The optical viewfinder, complete with flash and AF ready lights is pretty standard stuff. It's tiny, the field of view is nowhere near the full frame (around 80%) and it's so far from the lens that you'll get parallax errors if you shoot subjects nearer than about 2M. But it's no worse than any other similar camera, and comes in useful in very low or very bright light, or when you need to preserve battery power.
The 2.5-inch screen is very sharp (230,000 pixels helps) - the refresh rate seems very high (no lag at all), it's pretty bright and it shows 100% of the frame. It also gains up fairly quickly in low light. We found it very difficult to see in strong direct sunlight - even with the brightness turned up all the way (thanks to glare), our only complaint.

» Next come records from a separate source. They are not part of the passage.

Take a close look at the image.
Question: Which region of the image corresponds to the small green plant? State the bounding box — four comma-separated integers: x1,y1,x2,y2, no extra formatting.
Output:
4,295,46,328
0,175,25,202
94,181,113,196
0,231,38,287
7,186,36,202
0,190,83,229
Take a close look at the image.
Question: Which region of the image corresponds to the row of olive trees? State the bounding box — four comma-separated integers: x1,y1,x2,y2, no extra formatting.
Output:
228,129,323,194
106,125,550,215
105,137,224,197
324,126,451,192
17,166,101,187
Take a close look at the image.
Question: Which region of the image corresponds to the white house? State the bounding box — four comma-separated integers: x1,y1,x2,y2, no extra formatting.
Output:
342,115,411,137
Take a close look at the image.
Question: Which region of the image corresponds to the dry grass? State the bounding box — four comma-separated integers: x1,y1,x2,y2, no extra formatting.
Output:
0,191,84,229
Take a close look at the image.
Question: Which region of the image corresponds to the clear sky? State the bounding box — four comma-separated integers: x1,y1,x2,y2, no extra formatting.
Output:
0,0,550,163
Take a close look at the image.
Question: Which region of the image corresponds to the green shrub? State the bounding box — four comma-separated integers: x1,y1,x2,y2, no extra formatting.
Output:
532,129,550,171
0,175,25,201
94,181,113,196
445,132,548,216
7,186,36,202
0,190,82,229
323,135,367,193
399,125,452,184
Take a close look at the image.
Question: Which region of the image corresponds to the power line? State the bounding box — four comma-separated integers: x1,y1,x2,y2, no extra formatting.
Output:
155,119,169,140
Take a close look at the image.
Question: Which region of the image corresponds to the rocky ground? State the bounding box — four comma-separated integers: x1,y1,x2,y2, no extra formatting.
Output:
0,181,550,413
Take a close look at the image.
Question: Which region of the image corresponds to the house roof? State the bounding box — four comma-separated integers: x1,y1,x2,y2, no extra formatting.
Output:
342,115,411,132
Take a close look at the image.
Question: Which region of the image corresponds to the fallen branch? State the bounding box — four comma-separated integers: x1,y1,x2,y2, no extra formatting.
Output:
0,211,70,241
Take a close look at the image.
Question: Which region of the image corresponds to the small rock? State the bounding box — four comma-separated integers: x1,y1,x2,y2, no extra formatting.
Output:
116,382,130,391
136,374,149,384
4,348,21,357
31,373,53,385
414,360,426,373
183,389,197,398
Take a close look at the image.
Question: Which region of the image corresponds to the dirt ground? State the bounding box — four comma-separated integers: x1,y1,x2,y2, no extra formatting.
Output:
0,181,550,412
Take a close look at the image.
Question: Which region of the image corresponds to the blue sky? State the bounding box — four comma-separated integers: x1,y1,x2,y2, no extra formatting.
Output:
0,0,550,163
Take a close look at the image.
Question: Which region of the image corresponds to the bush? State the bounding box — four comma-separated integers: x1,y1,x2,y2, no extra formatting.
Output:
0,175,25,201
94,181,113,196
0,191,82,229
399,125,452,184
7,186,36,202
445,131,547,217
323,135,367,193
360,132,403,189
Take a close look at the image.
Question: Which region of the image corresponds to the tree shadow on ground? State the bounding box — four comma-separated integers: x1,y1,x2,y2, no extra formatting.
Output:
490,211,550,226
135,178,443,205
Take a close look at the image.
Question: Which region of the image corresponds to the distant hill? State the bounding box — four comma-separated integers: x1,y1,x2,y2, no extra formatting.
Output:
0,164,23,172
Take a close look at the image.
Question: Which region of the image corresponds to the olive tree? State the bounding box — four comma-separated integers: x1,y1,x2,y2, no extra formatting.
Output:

The built-in flash is fairly powerful for such a small camera, which is reflected in the healthy 0.3 to 8.0m operating range (0.3 to 4.0m at the tele end of the zoom, auto ISO). The standard on/off/red-eye/slow synch options are available - if you turn on the red-eye mode (which uses a pre-flash) the In-Camera Red-Eye Fix is also activated.
The P5000 is the first Coolpix since 2004 to sport a hot shoe since - and the first time Nikon has included this useful feature on a truly compact camera. According to the manual the P5000 is compatible (with full iTTL support) with the SB-400, SB-600 and SB-800, though the latter looks almost ridiculously top-heavy when attached to the P5000.
The 3.5x Zoom Nikkor lens covers a range equivalent to approximately 36-126mm on a 35mm camera. The maximum aperture starts well (F2.7) but drops to a much less useful F5.3 at the long end of the zoom. The lens retracts completely into the body when the camera is powerered down.
The chrome ring around the base of the lens can be unscrewed to allow the attachment of a wide or tele converter, significantly expanding the versatility of the P5000. Unlike some competing systems the accessory lenses are not so big as to negate the advantage of such a small camera.
The main mode dial sits atop the camera right next to the shutter release and main power switch. From here you can choose between the various automatic and manual modes. There are positions on the dial for Anti Shake and high ISO modes, plus a separate 'Setup' mode (for changing basic camera settings).
The P5000 also sees the return of the command dial (as seen on models such as the Coolpix 5400 and other 'prosumer' models from a few years ago). The dial is used to change exposure settings, scroll through menus and in association with the 'Fn' button for the custom function.
The shutter release is perfectly positioned at the front of the grip and the zoom control has moved from the back of the camera to a ring around the shutter. This is a huge improvement.
As usual the four-way controller is used to navigate menus. Each of the four 'directions' also has a single dedicated function in record mode, giving direct access to flash, self-timer, AE-Comp, and macro mode.